# Reloading Powders - Which Are Your Favorites & Why?



## JohnnyFlake (Jan 30, 2008)

I would like to get some thoughts on which powders are preferred for a few different rounds.

Which are your personal favorite powders for reloading a

.38spl with 158gr Lead or Cast SWC

.45acp with 230gr Lead or Cast SWC

.45 Colt with 255gr Lead or Cast SWC

Note: I am not looking for recipes, just brand names.


----------



## JBarL (Sep 15, 2011)

Allied powder, tight group powder are good quality powders to look into too. there are others out there but just google reloading powders and alot will come up do your research and read up on the different ones good luck.
JBarL


----------



## Rockhound (Sep 28, 2011)

I reload 38 Special (158 grain Pb), 45 ACP (230 grain Pb and and FMJ), and 44 Special (200 grain Pb) using Unique smokless powder. Unique had a reputation of being a dirty powder, but they re-formulated it in the past couple of years, and I do not find it any "dirtier" than other powders I have used.


----------



## recoilguy (Apr 30, 2009)

Tite Group is a pretty good very fast burning powder that you can load a lot of bullets with a pound. It does give a flash and leave your gun pretty dirty but makes accurate and consistant bullets. You can load a relatiely soft load with Tite Group after some trial and re trial. It is my second favorite powder

The best powder I have found for, 9mm at least, is* Vit N320*. It is a soft shooting, very clean, consistantly accurate powder. I know I know it costs alot...Blah blah blah. You get 1750 rounds per pound. thats like and extra penny and a half per round. I load alot of bullets so thats a lot of penny and a halves. To me it just doesn't matter. N320 is the best powder and unless I can't get it, I use it. Like I said before it is a soft shooting, very clean powder. After I tried it one time i was hooked. If I can't get it and can't wait I will use Tite Group, easy to find half the cost of N320 and it does work real well.

RCG


----------



## noylj (Dec 8, 2011)

AA2 is the most consistently accurate for light target loads.
"Universal" powders (good accuracy, good velocity) would be 231/HP38, AA5, N320, Competition, WST and Zip.
Are you after near max loads or what?
For .45 ACP, 6.0gn Unique is almost universally outstanding.
Specific opinion:
.38spl with 158gr Lead or Cast SWC: AA2 for accuracy, True Blue for velocity

.45acp with 230gr Lead or Cast SWC: AA2 or 700X for accuracy, True Blue for velocity. Much prefer 200gn L-SWC.

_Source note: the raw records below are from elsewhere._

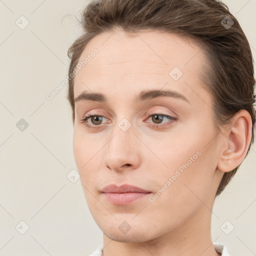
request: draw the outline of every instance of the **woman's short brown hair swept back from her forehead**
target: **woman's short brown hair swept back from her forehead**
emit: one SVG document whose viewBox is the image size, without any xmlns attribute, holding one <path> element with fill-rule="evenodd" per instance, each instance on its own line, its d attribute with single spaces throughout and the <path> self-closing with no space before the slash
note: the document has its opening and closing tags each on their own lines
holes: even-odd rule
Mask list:
<svg viewBox="0 0 256 256">
<path fill-rule="evenodd" d="M 254 73 L 248 40 L 228 7 L 217 0 L 93 0 L 81 13 L 84 33 L 68 48 L 71 58 L 67 98 L 74 122 L 74 77 L 70 76 L 86 44 L 95 35 L 120 28 L 125 32 L 155 29 L 178 33 L 203 45 L 210 68 L 203 78 L 213 96 L 216 128 L 230 123 L 239 110 L 249 112 L 254 141 Z M 228 16 L 228 17 L 227 17 Z M 230 27 L 224 26 L 225 23 Z M 232 24 L 233 22 L 233 24 Z M 245 156 L 246 156 L 245 155 Z M 237 171 L 225 172 L 216 191 L 219 195 Z"/>
</svg>

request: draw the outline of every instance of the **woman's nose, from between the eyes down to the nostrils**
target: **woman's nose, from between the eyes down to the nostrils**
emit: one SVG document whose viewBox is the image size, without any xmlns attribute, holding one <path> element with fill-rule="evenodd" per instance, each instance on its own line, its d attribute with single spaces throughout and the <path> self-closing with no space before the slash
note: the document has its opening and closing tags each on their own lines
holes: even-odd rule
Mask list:
<svg viewBox="0 0 256 256">
<path fill-rule="evenodd" d="M 111 139 L 106 145 L 104 164 L 114 171 L 135 169 L 140 164 L 141 142 L 133 133 L 132 126 L 126 131 L 120 127 L 116 124 L 112 130 Z"/>
</svg>

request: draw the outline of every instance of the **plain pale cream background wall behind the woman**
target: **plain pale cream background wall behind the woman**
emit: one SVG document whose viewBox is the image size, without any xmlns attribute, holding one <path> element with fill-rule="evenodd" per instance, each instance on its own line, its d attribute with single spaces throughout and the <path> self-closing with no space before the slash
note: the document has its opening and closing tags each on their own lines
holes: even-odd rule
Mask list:
<svg viewBox="0 0 256 256">
<path fill-rule="evenodd" d="M 256 0 L 224 2 L 255 58 Z M 80 180 L 66 176 L 76 169 L 67 85 L 46 98 L 67 75 L 66 51 L 81 32 L 74 15 L 86 3 L 0 0 L 0 255 L 86 256 L 102 243 Z M 21 15 L 29 21 L 24 29 Z M 21 118 L 29 124 L 23 131 Z M 255 159 L 254 145 L 213 208 L 212 240 L 232 256 L 256 255 Z M 24 234 L 21 220 L 29 226 Z M 226 220 L 225 232 L 234 226 L 229 234 L 221 229 Z"/>
</svg>

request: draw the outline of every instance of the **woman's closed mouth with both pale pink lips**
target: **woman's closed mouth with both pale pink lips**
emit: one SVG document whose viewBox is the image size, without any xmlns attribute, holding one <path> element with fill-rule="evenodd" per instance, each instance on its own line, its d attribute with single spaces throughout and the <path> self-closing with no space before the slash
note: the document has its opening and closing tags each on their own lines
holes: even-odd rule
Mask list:
<svg viewBox="0 0 256 256">
<path fill-rule="evenodd" d="M 105 186 L 101 192 L 104 194 L 106 200 L 112 204 L 129 204 L 151 193 L 150 191 L 129 184 L 122 184 L 121 186 L 110 184 Z"/>
</svg>

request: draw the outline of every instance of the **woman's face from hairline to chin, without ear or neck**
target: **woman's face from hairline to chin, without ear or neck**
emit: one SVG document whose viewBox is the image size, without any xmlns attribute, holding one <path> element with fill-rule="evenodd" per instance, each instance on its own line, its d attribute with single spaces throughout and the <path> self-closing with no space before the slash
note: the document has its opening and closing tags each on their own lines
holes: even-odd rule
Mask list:
<svg viewBox="0 0 256 256">
<path fill-rule="evenodd" d="M 220 181 L 202 50 L 175 34 L 137 34 L 95 36 L 74 79 L 73 152 L 84 195 L 104 234 L 126 242 L 160 237 L 205 213 Z M 109 184 L 147 193 L 102 192 Z"/>
</svg>

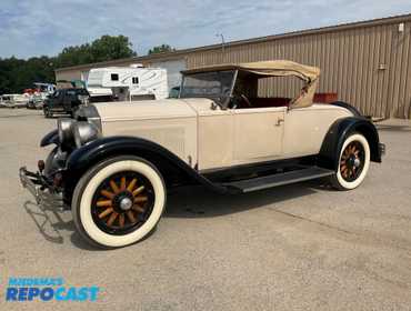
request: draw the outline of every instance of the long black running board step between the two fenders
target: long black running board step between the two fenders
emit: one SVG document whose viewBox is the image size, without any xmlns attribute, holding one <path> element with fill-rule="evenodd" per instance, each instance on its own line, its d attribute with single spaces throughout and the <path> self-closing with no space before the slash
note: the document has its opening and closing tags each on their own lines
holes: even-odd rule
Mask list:
<svg viewBox="0 0 411 311">
<path fill-rule="evenodd" d="M 235 192 L 251 192 L 267 188 L 273 188 L 283 184 L 318 179 L 332 174 L 334 174 L 334 171 L 332 170 L 321 169 L 318 167 L 309 167 L 307 169 L 300 169 L 284 173 L 275 173 L 265 177 L 258 177 L 233 182 L 224 182 L 222 183 L 222 185 Z"/>
</svg>

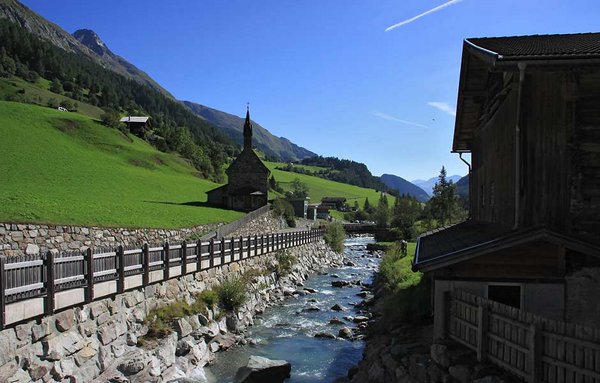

.45 Colt with 255gr Lead or Cast SWC: 6.0gn Unique for accuracy, 800X or True Blue for velocity


----------



## JohnnyFlake (Jan 30, 2008)

noylj said:


> AA2 is the most consistently accurate for light target loads.
> "Universal" powders (good accuracy, good velocity) would be 231/HP38, AA5, N320, Competition, WST and Zip.
> *Are you after near max loads or what?*
> For .45 ACP, 6.0gn Unique is almost universally outstanding.
> ...


I am looking for mid-range loads and accuracy!

Why do you prefer the 200gn L-SWC over the 230gn for .45acp?


----------



## gunsrtools (Nov 20, 2011)

Unique, as it is so versatile. Use it for 10 different calibers including the 3 you asked about.


----------



## RustyNut (Apr 10, 2011)

I've used 231 in all of those cal's it's easy to find, and it's accurate. 

With that said I'm starting to use tighgroup more because it works well in the cal's listed and others. It's a little softer shooting in the 9x18.


----------



## Overkill0084 (Nov 28, 2010)

.38spl with 158gr Lead or Cast SWC: Bullseye or Unique.

.45acp with 230gr Lead or Cast SWC: Bullseye & Unique (note: I use Cast RN, but I would think that the powder doesn't care very much.)

.45 Colt with 255gr Lead or Cast SWC: Don't load for it, but I bet Unique would work well.


----------



## JohnnyFlake (Jan 30, 2008)

Thanks to all for your input. It is appreciated!

Does anyone have any favorite recipes using the powders recommended?


----------